Blizzard is giving gamers another chance to try Diablo IV before its official arrival. The game’s Server Slam will give console and PC players 48 hours to explore the prologue and Act I as the publisher prepares its infrastructure for the dungeon crawler’s highly anticipated June 6th launch.
The Server Slam will take place from May 12th at 12 PM to May 14th at 12 PM PDT. It will be open to players on Windows PC, PS5 / 4, Xbox Series X / S or Xbox One. The event will support couch co-op, cross-play and cross-progression, and you can play as all five character classes, including Barbarian, Druid, Sorcerer, Rogue and Necromancer.
The two-day event will limit character progression to Level 20, after which you’ll no longer receive Ability Points (but you can still earn new gear). In addition, if you played during the game’s Early Access or Open Beta periods, your progress won’t carry over to Server Slam — nor will progress from the Server Slam transfer to the game’s launch.
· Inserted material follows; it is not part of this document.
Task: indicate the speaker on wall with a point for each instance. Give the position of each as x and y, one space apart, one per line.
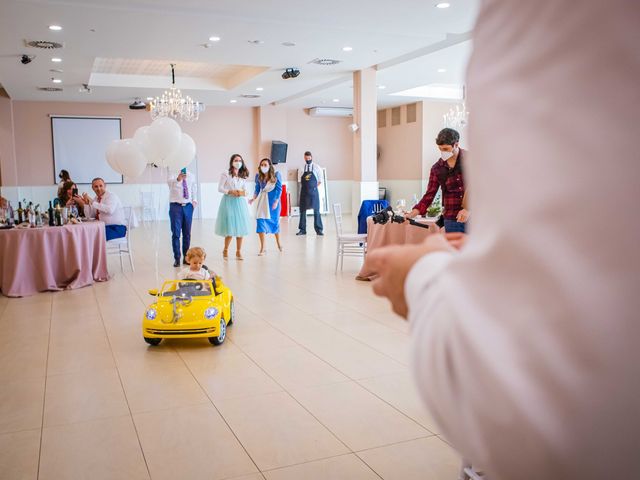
278 152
Blizzard is giving Server Slam participants a challenging boss fight in Ashava, described as “one of the Burning Hells’ most fowl machinations.” The monster with “two razor-sharp arm blades, scales stronger than plate mail, and hell-bent on ripping through all who interrupt her quest to bathe Sanctuary in poisonous bile” should present a formidable challenge for Level 20 and under players. However, anyone taking her down will seize the Cry of Ashava Mount Trophy, which will roll over to the final launch. Additionally, you’ll get another chance to earn the trophies from the first two beta weekends, including the Initial Casualty Title (reach Kyovashad with one character), the Early Voyager Title and Beta Wolf Pack Cosmetic Item (both requiring reaching Level 20 on one character).
Blizzard is opening pre-downloads for Server Slam two days before the event, on May 10th at 12 PM PDT. You can read the full installation instructions here, and if you participated in the earlier betas (and didn’t uninstall it), you’ll see an update for Server Slam available to download.
Engadget’s Igor Bonifacic tried Diablo IV during a December preview and the more recent betas and was left cautiously optimistic. It revealed impressive attention to story and gameplay detail as the upcoming title slows its pace while still adhering to the franchise’s familiar roots. However, we’ll have to wait and see if Blizzard can “stick the landing,” given the publisher’s hit-or-miss record in recent years — and memories of the fiasco that was Diablo III’s 2012 launch.